Caroline also understood that “weariness of mere existence makes the thought of annihilation more attractive to some of us than any celestial visions. Those who suffer from it would not welcome the brightest prospects of heaven, unless they could hope first for a ‘long and dreamless sleep’ in which to wash off the travel-stains of the past” (Light, 159).
These thoughts are in some ways eerily like apologetics for suicide; to Woolf, death was ultimately preferable to a world in which warplanes rumbled overhead, the fear of fascism was widespread, and the voices had returned to her head. In A Room of One’s Own, Virginia Woolf’s persona tells of her Aunt Mary Beton, who rather poetically and not unlike the heroic Percival of The Waves, “died by a fall from her horse when she was riding out to take the air in Bombay” (37).
It is from this aunt that the speaker receives her legacy of five hundred pounds a year, an event which means more to her than gaining the right to vote.
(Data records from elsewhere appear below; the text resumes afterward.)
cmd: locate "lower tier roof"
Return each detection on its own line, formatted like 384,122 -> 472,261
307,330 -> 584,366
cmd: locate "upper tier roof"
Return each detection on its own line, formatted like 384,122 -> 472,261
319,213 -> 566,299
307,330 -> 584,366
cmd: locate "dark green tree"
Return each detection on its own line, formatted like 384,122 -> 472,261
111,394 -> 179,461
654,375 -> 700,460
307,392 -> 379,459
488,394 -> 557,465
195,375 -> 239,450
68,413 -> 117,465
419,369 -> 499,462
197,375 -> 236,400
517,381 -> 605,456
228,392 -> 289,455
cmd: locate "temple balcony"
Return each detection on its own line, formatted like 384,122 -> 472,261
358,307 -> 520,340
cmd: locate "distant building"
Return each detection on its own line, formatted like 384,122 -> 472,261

Money of one’s own was needed before one could gain the privacy afforded by a room of one’s own. In real life, Caroline Emelia Stephen was Woolf’s “Aunt Mary.” When she died in 1909, Virginia was left a legacy of twenty-five hundred pounds, far more than her sister Vanessa, who was married, and her surviving brother Adrian received.
Virginia already had some money of her own from her father’s estate, but it was a meaningful gesture on Caroline’s part to contribute to the support of her unmarried, unstable, creative niece. The financial security she helped to create insured that Virginia need never become dependent upon the good graces of male family members for her survival.
When Woolf further records that “my aunt’s legacy unveiled the sky to me, and substituted for the large and imposing figure of a gentleman, which Milton recommended for my perpetual adoration, a view of the open sky” (Room, 39), she hints at more than one level of what Caroline’s legacy meant to her. Obviously, Caroline’s money gave her financial security and independence from the domination of any larger-than-life “gentleman” playing god.
But, Caroline also gave another sky-opening legacy to Virginia. She gave her a sense of freedom from the power of patriarchy and showed her an open, feminine space where the “inner voice” is heeded rather than the priest’s or the father’s, and where a feminine silence held truth that was beyond any argument with words. Caroline Stephen’s “rational mysticism” gave Virginia Woolf a touchstone for understanding the mystical “moments of being” she had experienced since childhood. The model of a woman taking control of her own life and writing her own books with a view toward the greater good helped to give Woolf the confidence that she later expressed when she said “I feel that by writing I am doing what is far more necessary than anything else” (Moments, 73).
Note: While this paper is indebted to Marcus’ view of Caroline Stephen’s influence on Virginia Woolf, the reader should be warned that Marcus’ knowledge of Quakerism is limited and causes her to make a series of misleading statements about the Religious Society of Friends and their beliefs. In “Niece of a Nun” Marcus credits Caroline Stephen with the “single-handed revival of the almost extinct English Society of Friends” (15); claims that Caroline started “a movement to abolish ministers” (16) because she (Marcus) misunderstands Caroline’s explanation of the lack of paid ministers among silent meeting Friends; claims that silence “is a form of stern self-discipline in Quaker worship” (26); and assumes that there is a “Quaker practice of not mourning the dead” (33). She further says that Caroline wrote the lives of Quakers in the Dictionary of National Biography (15), a statement that can be easily refuted by simply consulting the authors’ index to those volumes.